Tova will not be gone.
What will she do? She hasn’t a clue, so she sits on her bench, staring at the water for some length of time that’s amorphous, immune to ordinary laws of the world, like a huge octopus reshaping its body to slip through a tiny crack. At some point, she checks her watch. It must be very late by now. Quarter to midnight.
It’s almost a new day. Her first day as a grandmother.
Erik didn’t know he’d fathered a child. How could he end his own life with a child on the way? He couldn’t have. And he didn’t. She clings to this theory, her thin fingers gripping tight on the bench. It had to have been an accident. Drunk kids. Impaired judgment.
He would’ve been a wonderful father. Yes, he was only eighteen, but look at Mary Ann’s granddaughter, Tatum. She did just fine. Erik would’ve loved Cameron to pieces. Everything—every last thing—could have been so different.
“Excuse me? Hello?” A woman’s voice rings out across the pier, startling Tova from her reverie. Who else could be out here at this hour?
Someone wearing short athletic shorts and a bright pink sweatshirt is running up the pier at an urgent clip. Tova realizes it’s the young woman who owns the paddle shop just down the boardwalk, next to the realtor’s office.
“Hello.” Tova wipes her eyes and adjusts her glasses, then rises from the bench. “Are you all right, dear? It’s quite late to be out for a jog.”
The young woman slows to a trot as she nears the bench, out of breath. “You’re Tova.”
“I am.”
“I’m Avery,” she says, panting. “And I wasn’t out for a jog. I was finishing up paperwork at my shop down the road and I saw lights on, figured someone was at the aquarium.” There’s a quiet desperation in her eyes that Tova recognizes all too well. The look of someone trying to hold it together.
She follows Avery’s gaze back to the aquarium building, where the lights are indeed still on. The yellow mop bucket is back in the closet. Tova had planned to turn everything off and lock up on her way out, whenever that may end up being.
Avery swallows. “Anyway, I was thinking it might be . . .”
“Cameron?”
“Yes.” A look of relief washes over her face. “Is he here?”
“I’m afraid not.”
“Do you know where he is? I’ve been calling him all afternoon, but he’s not answering his phone.”
Tova shakes her head. “He left. Went back to California.”
“What?” Avery’s mouth drops open. “Why?”
“That’s a rather complicated question.” Tova’s tone is measured. She sinks back into her spot on the bench, and the girl sits at the other end, tucking her bare legs underneath her. Tova goes on, “I suppose, in his mind, too many misunderstandings.”
Avery’s eyebrows knit together. “Misunderstandings?”
“His words exactly.” She raises a brow at the young woman. “I’m quite certain he thinks you are . . . oh, how did he put it . . . ghosting him?”

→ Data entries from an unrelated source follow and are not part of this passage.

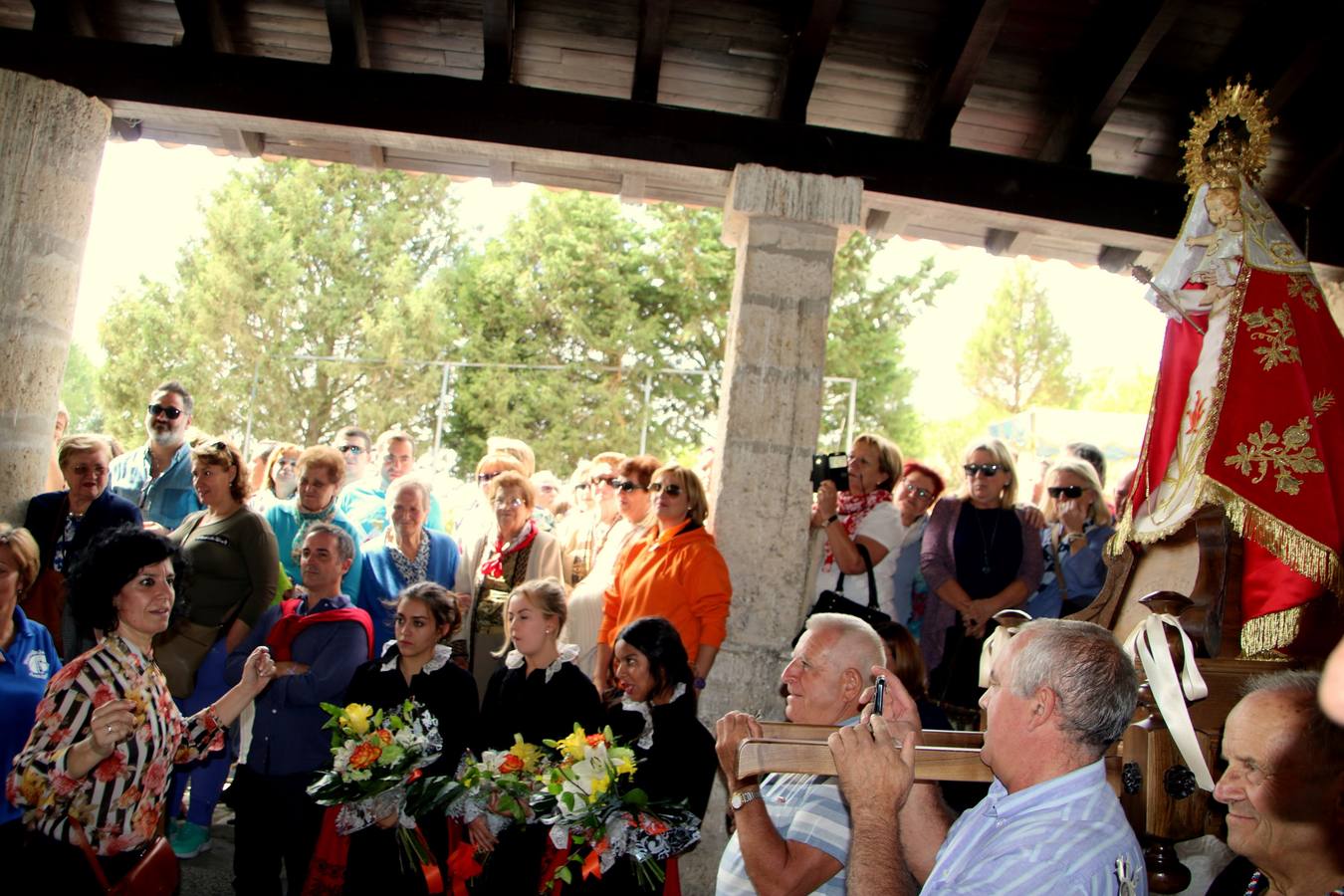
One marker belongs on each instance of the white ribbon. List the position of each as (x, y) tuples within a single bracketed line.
[(998, 638), (1170, 689)]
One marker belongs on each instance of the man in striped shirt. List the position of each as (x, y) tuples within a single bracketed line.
[(1059, 695)]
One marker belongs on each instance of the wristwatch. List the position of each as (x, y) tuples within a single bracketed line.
[(742, 796)]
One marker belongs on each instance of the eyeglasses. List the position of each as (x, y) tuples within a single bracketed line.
[(924, 495), (1064, 492)]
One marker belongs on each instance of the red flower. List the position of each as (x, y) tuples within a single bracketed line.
[(364, 757)]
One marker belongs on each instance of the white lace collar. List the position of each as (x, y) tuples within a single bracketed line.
[(642, 707), (442, 653), (568, 652)]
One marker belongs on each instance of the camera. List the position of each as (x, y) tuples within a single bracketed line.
[(830, 466)]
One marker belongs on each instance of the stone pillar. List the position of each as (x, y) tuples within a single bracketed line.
[(786, 229), (51, 140)]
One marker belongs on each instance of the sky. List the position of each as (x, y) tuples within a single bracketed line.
[(148, 204)]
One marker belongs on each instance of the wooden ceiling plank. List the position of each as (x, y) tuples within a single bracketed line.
[(1113, 53), (806, 50), (348, 35), (203, 27), (498, 41), (655, 16), (967, 45)]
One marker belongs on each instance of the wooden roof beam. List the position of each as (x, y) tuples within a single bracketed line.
[(967, 45), (1106, 65), (65, 18), (348, 37), (806, 50), (498, 38), (203, 27), (648, 55)]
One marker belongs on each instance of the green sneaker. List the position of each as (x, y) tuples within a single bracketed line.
[(190, 840)]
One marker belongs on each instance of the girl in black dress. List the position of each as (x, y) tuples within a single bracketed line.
[(415, 665), (541, 695)]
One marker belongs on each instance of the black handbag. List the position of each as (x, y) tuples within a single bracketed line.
[(836, 602)]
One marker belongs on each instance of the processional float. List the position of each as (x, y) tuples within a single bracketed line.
[(1226, 560)]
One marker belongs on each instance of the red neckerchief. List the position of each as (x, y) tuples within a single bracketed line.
[(494, 564), (291, 625), (852, 508)]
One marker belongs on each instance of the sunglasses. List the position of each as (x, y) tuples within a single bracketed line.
[(1064, 492), (924, 495)]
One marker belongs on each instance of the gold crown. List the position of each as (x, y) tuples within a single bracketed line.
[(1232, 156)]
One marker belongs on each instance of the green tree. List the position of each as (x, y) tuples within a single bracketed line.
[(296, 260), (1018, 357)]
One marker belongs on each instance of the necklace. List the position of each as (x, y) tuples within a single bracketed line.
[(987, 546)]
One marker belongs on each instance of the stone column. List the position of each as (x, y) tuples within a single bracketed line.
[(51, 140), (786, 229)]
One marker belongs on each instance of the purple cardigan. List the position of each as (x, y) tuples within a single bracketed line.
[(938, 565)]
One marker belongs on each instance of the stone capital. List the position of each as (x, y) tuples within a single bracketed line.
[(757, 191)]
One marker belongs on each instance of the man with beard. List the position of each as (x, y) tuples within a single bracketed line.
[(157, 477)]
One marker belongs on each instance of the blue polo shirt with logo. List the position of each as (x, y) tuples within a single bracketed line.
[(29, 662)]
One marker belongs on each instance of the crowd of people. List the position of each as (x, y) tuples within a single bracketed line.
[(179, 611)]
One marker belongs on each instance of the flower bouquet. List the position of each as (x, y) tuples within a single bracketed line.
[(591, 811), (376, 757)]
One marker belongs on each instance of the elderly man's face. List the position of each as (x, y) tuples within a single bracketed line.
[(1277, 798), (814, 681)]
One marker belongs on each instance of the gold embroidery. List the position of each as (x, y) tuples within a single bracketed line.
[(1302, 288), (1278, 328), (1323, 402), (1287, 454)]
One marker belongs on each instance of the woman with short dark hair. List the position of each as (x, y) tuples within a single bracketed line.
[(108, 726)]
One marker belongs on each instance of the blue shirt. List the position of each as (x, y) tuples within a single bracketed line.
[(283, 731), (364, 504), (1056, 838), (167, 499), (29, 664)]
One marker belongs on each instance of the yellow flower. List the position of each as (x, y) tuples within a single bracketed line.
[(530, 754), (356, 718)]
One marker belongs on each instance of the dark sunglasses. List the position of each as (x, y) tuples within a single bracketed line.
[(1064, 492), (924, 495)]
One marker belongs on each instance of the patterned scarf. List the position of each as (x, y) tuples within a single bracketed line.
[(410, 569), (494, 564), (306, 520), (852, 508)]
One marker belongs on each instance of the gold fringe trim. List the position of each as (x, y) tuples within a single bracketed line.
[(1267, 633)]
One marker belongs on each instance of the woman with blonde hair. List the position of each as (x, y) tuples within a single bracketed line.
[(1072, 542), (979, 555), (541, 695)]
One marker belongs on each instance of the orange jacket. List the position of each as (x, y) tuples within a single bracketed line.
[(679, 575)]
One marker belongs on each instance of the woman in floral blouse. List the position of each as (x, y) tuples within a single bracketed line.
[(108, 733)]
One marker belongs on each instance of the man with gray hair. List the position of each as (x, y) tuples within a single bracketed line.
[(1283, 790), (1059, 695), (318, 642), (793, 830)]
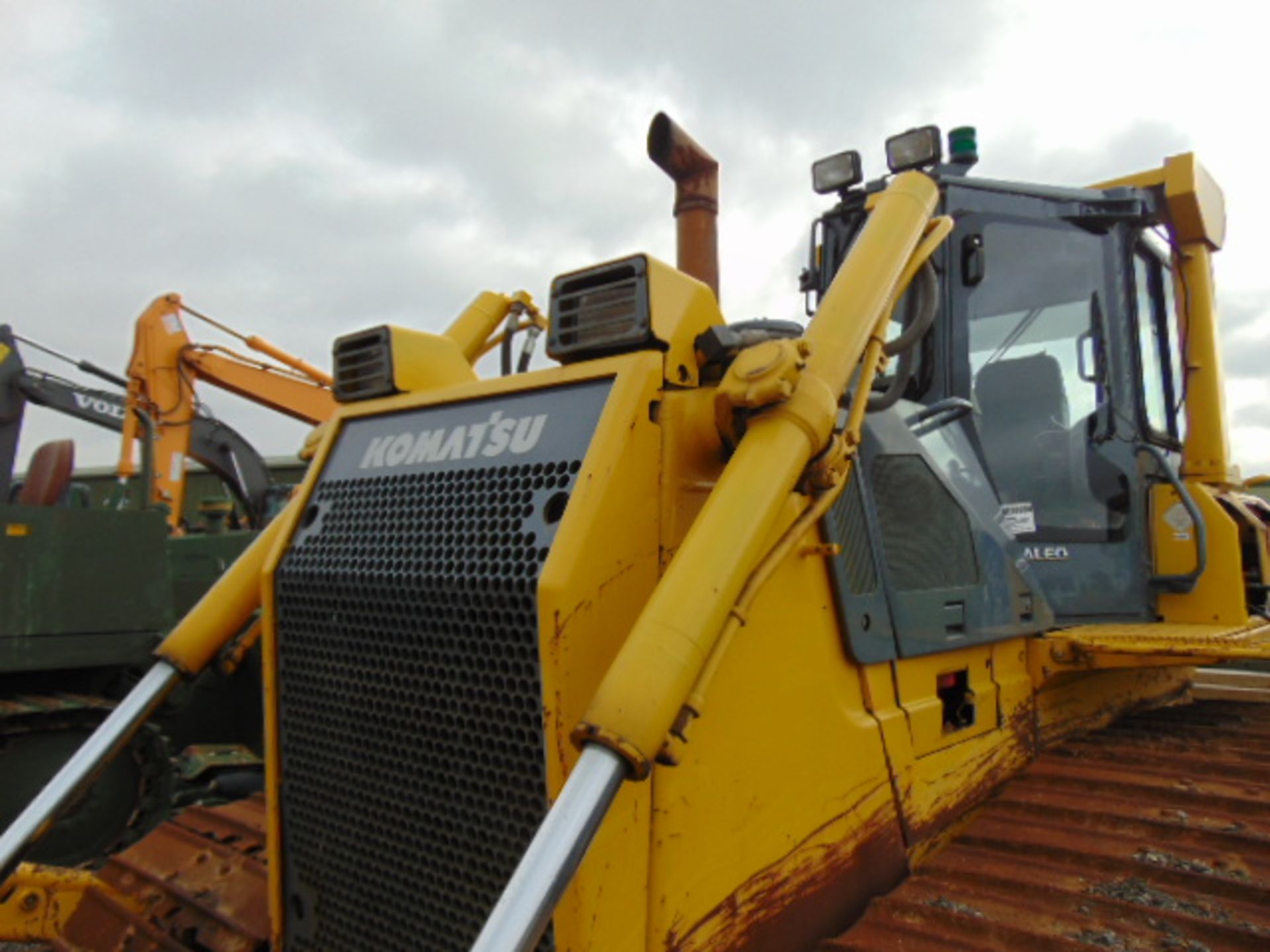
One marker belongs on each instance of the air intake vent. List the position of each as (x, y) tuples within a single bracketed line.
[(364, 366), (600, 311), (925, 534)]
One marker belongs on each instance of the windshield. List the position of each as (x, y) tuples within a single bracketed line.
[(1035, 364)]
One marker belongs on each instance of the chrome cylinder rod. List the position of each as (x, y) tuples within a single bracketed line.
[(105, 743), (548, 866)]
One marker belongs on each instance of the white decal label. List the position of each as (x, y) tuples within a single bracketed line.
[(1179, 520), (1047, 554), (1016, 518), (99, 407)]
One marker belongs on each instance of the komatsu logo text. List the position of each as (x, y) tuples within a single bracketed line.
[(491, 438)]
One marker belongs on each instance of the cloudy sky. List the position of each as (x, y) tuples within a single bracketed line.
[(302, 171)]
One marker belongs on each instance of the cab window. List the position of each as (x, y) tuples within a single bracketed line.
[(1038, 379), (1159, 362)]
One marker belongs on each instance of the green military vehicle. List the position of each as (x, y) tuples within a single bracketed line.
[(89, 582)]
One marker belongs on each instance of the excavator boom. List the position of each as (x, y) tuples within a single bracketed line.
[(161, 374)]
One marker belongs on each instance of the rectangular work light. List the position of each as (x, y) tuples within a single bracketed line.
[(915, 149), (837, 172)]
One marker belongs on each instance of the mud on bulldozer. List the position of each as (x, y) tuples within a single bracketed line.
[(715, 636)]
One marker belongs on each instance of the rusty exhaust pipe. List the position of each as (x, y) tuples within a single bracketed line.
[(697, 197)]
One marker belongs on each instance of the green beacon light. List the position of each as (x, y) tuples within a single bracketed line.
[(963, 146)]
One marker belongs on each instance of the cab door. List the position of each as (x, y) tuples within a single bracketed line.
[(1043, 348)]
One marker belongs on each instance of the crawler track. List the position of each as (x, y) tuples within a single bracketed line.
[(1154, 834)]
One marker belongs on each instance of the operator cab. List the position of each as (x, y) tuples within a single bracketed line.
[(1052, 362)]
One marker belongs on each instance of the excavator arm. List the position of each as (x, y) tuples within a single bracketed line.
[(161, 377), (218, 446)]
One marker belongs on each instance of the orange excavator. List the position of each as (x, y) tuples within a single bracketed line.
[(163, 372)]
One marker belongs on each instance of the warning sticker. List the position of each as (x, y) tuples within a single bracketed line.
[(1016, 518), (1179, 520)]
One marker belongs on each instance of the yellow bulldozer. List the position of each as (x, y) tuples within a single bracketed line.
[(751, 635)]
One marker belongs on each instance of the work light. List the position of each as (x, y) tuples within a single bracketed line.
[(915, 149), (837, 172)]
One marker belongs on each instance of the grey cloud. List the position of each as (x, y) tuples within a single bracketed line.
[(1138, 146)]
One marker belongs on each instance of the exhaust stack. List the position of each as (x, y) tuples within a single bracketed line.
[(697, 197)]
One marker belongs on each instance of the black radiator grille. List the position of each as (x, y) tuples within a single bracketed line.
[(411, 702)]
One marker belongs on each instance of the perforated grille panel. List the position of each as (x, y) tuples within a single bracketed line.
[(411, 701), (925, 534), (847, 527)]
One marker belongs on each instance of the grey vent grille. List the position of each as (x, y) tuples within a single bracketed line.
[(364, 366), (925, 534), (600, 310), (411, 702), (849, 530)]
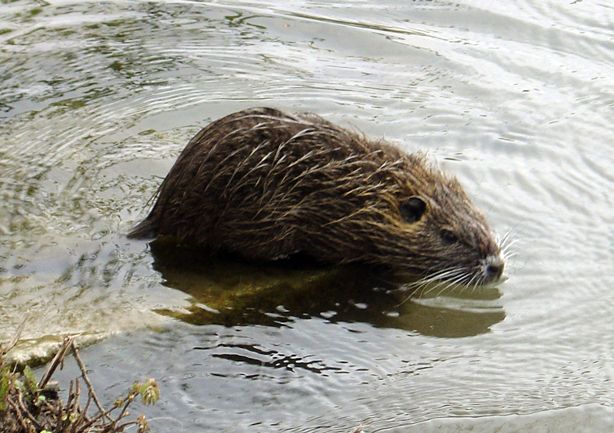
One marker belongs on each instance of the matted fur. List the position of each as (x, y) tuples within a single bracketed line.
[(266, 185)]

“What?” Avery leaps up. “He stood me up! And then sent me some message saying he needed to talk. When has that ever meant anything good?” She leans on the railing. “I’m the one who should be pissed. I only came over here because I was worried about him.”
Tova recalls Cameron’s diatribe in the hallway at the aquarium, and is poised to tell Avery about it, but hesitates. She ought not to meddle in his business. But, well . . . he’s family, and isn’t this what families do? The thought almost makes her laugh. Perhaps against her better judgment, she finally says, “I believe he did try to let you know he couldn’t make it.”